Моя жена назвала нашу дочь Алису в честь девочки из «Страны чудес», и я знаю — знаю — это знак от неё. Я улыбаюсь и глубоко вздыхаю, поражаясь покою, что ощущаю. И так продолжается до тех пор, пока кролик не набирает скорость, подпрыгивая высоко, прежде чем исчезает под землёй. «Назад в темноту — неизбежную пропасть».

Моё сердце обливается кровью. Это не знак силы — это предупреждение.

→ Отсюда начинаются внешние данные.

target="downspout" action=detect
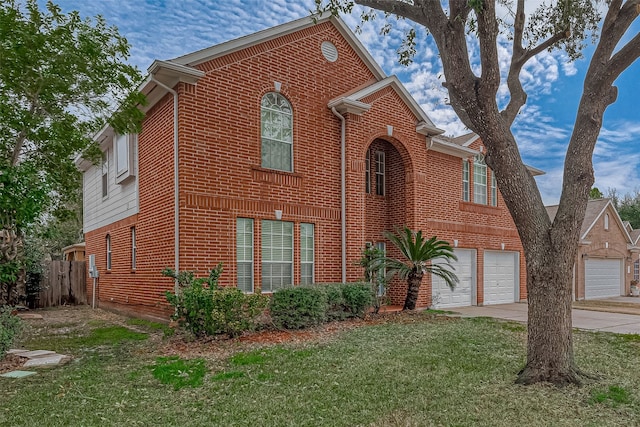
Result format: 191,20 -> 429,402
151,76 -> 180,294
331,107 -> 347,283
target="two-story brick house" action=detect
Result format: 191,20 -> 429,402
77,16 -> 535,320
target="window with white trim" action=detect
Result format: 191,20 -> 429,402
236,218 -> 253,292
491,171 -> 498,206
131,227 -> 137,270
364,150 -> 371,194
473,154 -> 487,205
262,220 -> 293,292
102,148 -> 109,198
375,151 -> 385,196
105,234 -> 111,270
462,159 -> 469,202
300,223 -> 314,285
260,92 -> 293,172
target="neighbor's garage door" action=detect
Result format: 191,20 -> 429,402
431,249 -> 476,308
584,259 -> 622,299
484,251 -> 519,305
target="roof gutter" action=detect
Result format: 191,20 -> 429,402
331,107 -> 347,283
151,74 -> 180,294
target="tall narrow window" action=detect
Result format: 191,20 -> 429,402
491,171 -> 498,206
131,227 -> 137,270
236,218 -> 253,292
260,92 -> 293,172
300,224 -> 314,285
262,220 -> 293,292
462,160 -> 469,202
364,150 -> 371,194
375,151 -> 385,196
106,234 -> 111,270
376,242 -> 387,296
473,154 -> 487,205
102,149 -> 109,198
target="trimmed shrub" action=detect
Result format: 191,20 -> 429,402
269,285 -> 327,329
163,265 -> 268,337
0,306 -> 23,359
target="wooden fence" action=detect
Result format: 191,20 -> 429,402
35,261 -> 87,308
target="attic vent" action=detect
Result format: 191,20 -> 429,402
320,42 -> 338,62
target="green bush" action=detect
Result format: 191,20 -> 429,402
269,283 -> 374,329
0,306 -> 23,359
269,285 -> 327,329
163,264 -> 268,337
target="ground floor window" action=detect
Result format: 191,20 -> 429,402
236,218 -> 253,292
300,223 -> 314,285
261,220 -> 293,292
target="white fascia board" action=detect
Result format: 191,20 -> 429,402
327,97 -> 371,116
347,76 -> 444,135
427,138 -> 479,159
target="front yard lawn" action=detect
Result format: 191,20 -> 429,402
0,310 -> 640,426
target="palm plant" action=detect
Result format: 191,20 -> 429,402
384,226 -> 458,310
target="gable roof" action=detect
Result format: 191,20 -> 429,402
169,12 -> 386,80
545,199 -> 635,243
327,76 -> 444,135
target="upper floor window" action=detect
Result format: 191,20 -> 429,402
473,154 -> 487,205
260,92 -> 293,172
375,151 -> 385,196
113,134 -> 136,184
102,149 -> 109,197
462,160 -> 469,202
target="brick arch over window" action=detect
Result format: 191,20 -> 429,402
260,92 -> 293,172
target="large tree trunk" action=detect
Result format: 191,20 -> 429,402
402,271 -> 424,311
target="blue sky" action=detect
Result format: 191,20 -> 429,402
46,0 -> 640,204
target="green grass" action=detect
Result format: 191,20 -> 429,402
0,314 -> 640,426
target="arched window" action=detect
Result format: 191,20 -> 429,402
260,92 -> 293,172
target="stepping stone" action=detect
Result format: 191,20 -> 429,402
18,313 -> 43,319
23,354 -> 71,368
20,350 -> 56,359
0,371 -> 35,378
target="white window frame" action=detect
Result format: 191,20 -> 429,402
261,219 -> 294,293
375,151 -> 386,196
300,222 -> 316,285
105,234 -> 113,270
113,134 -> 138,184
462,159 -> 469,202
473,154 -> 487,205
131,226 -> 137,270
101,148 -> 109,199
236,218 -> 255,293
260,92 -> 293,172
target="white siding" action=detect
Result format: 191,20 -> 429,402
83,138 -> 138,233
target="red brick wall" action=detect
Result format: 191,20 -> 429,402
87,18 -> 524,313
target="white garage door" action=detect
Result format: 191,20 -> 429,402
431,249 -> 476,308
484,251 -> 519,305
584,259 -> 622,299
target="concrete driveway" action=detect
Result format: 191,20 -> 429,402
451,303 -> 640,334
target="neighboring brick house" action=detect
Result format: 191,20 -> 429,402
77,12 -> 536,314
547,199 -> 640,300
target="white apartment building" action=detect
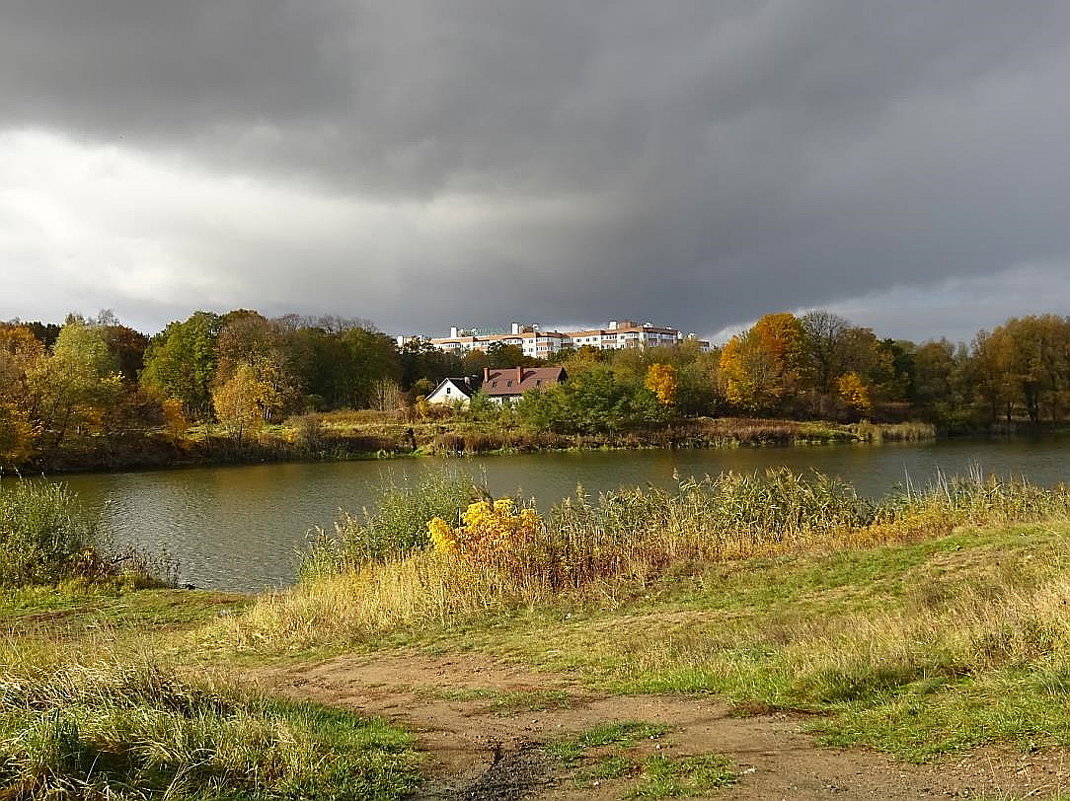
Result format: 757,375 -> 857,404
430,320 -> 709,358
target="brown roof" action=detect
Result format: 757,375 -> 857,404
483,367 -> 568,397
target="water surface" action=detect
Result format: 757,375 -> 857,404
52,437 -> 1070,591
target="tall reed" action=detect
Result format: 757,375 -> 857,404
238,468 -> 1070,647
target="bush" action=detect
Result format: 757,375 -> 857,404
0,479 -> 177,588
300,471 -> 478,579
0,479 -> 100,586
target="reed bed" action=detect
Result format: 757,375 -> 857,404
236,469 -> 1070,647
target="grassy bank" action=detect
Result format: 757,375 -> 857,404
0,479 -> 419,801
8,461 -> 1070,798
221,472 -> 1070,760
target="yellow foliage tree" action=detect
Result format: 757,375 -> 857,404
427,498 -> 542,565
836,372 -> 873,412
159,398 -> 189,442
721,313 -> 803,412
0,402 -> 34,468
643,364 -> 679,406
212,365 -> 278,445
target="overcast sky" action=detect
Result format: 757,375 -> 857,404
0,0 -> 1070,340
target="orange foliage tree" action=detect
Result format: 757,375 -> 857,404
721,312 -> 803,412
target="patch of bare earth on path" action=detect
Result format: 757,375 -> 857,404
259,652 -> 1070,801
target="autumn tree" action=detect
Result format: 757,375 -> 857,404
643,363 -> 679,406
720,313 -> 803,412
212,365 -> 280,446
31,317 -> 122,451
141,311 -> 223,419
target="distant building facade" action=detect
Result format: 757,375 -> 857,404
430,320 -> 709,358
479,367 -> 568,404
427,379 -> 476,406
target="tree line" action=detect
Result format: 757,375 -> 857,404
0,309 -> 1070,466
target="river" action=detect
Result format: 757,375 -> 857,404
48,437 -> 1070,591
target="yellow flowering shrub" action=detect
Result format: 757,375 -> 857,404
427,498 -> 542,563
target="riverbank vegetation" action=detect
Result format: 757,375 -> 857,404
227,471 -> 1070,759
6,469 -> 1070,799
0,303 -> 1070,471
0,478 -> 418,801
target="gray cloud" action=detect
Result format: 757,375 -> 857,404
0,0 -> 1070,337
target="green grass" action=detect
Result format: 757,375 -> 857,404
416,687 -> 572,718
547,721 -> 671,765
629,754 -> 738,799
0,652 -> 419,801
547,721 -> 736,799
402,523 -> 1070,761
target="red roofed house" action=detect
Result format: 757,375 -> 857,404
482,367 -> 568,403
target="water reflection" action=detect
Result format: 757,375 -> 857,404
56,438 -> 1070,591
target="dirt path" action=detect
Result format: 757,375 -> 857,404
261,653 -> 1070,801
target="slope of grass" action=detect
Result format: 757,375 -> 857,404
0,650 -> 418,801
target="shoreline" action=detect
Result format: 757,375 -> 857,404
15,418 -> 947,476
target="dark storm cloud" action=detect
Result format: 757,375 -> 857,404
0,0 -> 1070,334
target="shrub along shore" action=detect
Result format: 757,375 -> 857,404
6,461 -> 1070,799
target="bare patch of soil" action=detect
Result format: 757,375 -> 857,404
259,652 -> 1070,801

«Ты не сможешь побороть это, Джеймс».

В поле полной высокой травы, под исчезающим венгерским солнцем, я резко падаю на землю, и, ложась на спину, мои глаза следят за движущимся небом. И когда небо превращается в сумрачное, а свет делает последний вздох перед смертью, я даю клятву — обещание: изгнать Люка Хантера из своих мыслей.

Это закончится сейчас.

Глава седьмая

Лили

Моё тело ломит.

Мои замученные мускулы кричат от каждого крохотного движения. Следы кнута на моих ягодицах и бедрах горят с таким жаром как в печи, а плоть между моих ног пульсирует со всё более знакомой болью.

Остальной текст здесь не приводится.